EFF Hints At Lawsuit Against Verizon For Its Stealth Cookies
An anonymous reader writes A few weeks ago I noted how security researchers had discovered that Verizon has been injecting a unique new 'stealth cookie' identifier into all user traffic that tracks user online behavior, even if the consumer opts out. Using a unique Identifier Header, or UIDH, Verizon's ham-fisted system broadcasts your identity all across the web — and remains intact and open to third-party abuse — even if you opt-out of Verizon's behavioral ad programs. Now the Electronic Frontier Foundation has filed a complaint with the FCC and has strongly indicated that they're considering legal action against Verizon for violating consumer privacy laws.
here's the link to the actual EFF press release/post, not some random board post linking to it. https://www.eff.org/deeplinks/...
It's doubly cute when they've done it before and won. :)
Just reading through the EFF page on this and it sounds like they got a patent on setting a header to track... Wow. That just sounds, ... , I don't know, but :(
Hmm, the humour and sarcasm seem to have been be lost on you.

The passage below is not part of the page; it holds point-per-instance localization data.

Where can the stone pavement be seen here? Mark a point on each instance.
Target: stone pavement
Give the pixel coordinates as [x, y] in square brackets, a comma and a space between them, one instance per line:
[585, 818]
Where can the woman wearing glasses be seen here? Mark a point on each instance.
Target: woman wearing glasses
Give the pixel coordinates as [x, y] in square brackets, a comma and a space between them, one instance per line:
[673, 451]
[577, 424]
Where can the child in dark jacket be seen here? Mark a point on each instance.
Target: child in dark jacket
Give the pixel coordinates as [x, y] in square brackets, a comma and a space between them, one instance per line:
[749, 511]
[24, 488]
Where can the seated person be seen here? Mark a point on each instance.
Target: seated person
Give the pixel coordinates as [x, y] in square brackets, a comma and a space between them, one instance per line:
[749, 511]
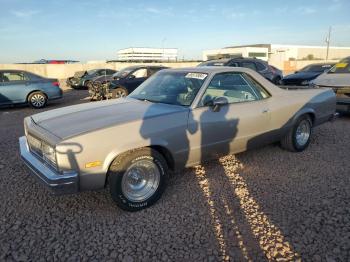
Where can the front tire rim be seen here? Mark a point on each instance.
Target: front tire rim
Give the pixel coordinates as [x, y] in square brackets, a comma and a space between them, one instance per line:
[140, 181]
[303, 133]
[37, 100]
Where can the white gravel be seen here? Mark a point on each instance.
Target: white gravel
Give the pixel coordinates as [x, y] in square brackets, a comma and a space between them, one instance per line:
[266, 204]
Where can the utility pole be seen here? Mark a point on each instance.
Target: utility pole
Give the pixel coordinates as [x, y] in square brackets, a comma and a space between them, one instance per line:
[327, 41]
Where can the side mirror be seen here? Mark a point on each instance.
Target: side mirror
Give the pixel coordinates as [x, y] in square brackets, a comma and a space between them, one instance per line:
[218, 102]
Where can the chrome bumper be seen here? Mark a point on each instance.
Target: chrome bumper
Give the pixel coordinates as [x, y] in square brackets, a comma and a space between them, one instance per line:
[66, 183]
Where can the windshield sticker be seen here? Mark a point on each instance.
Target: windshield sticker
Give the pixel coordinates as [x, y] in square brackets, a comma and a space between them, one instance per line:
[341, 65]
[200, 76]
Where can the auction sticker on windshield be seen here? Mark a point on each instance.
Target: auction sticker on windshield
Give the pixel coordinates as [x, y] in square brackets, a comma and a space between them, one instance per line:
[200, 76]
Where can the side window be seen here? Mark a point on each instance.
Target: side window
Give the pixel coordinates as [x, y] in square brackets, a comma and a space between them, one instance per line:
[140, 73]
[234, 64]
[13, 76]
[153, 70]
[260, 66]
[250, 65]
[236, 87]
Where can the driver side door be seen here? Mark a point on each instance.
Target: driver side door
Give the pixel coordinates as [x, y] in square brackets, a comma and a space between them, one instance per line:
[237, 125]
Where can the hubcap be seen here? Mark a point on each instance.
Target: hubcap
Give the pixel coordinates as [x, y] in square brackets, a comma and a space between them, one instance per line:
[303, 133]
[141, 180]
[37, 100]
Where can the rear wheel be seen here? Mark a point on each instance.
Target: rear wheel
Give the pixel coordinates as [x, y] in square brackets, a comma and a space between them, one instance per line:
[137, 178]
[37, 100]
[298, 138]
[119, 92]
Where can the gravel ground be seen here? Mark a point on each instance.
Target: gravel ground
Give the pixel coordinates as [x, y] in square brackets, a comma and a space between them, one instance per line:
[266, 204]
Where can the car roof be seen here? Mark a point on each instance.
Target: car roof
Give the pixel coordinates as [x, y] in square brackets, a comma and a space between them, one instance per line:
[208, 69]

I tried this. They delete your header and replace it with a new one.
IANAL, but I think this violates wire tapping laws, copyright laws, and trespass of chattel laws. Under copyright and trespass of chattel laws you don't need to prove actual damages. If you can claim a "per incident" bases, the money could add up quickly.
It also looks like it violates their own terms of use and privacy policy pages.
What would be interesting is to use their arbitration clauses against them. They say that the arbitrator has all the powers of a court, so you should be able to ask for relief as both money and an injunction that they add this header to "your" connections. If the arbitrator cannot rule this way, then they lose their protection against class action suits.
Is this not an illegal man-in-the-middle intercept and hack of my data?
I created (via my web browser) the http header and request. My device sent that http header and request to another computer with whom I want to communicate. Someone (ATT, Verizon) intercept my data, read it, hack it, and send it along. How is this not completely illegal.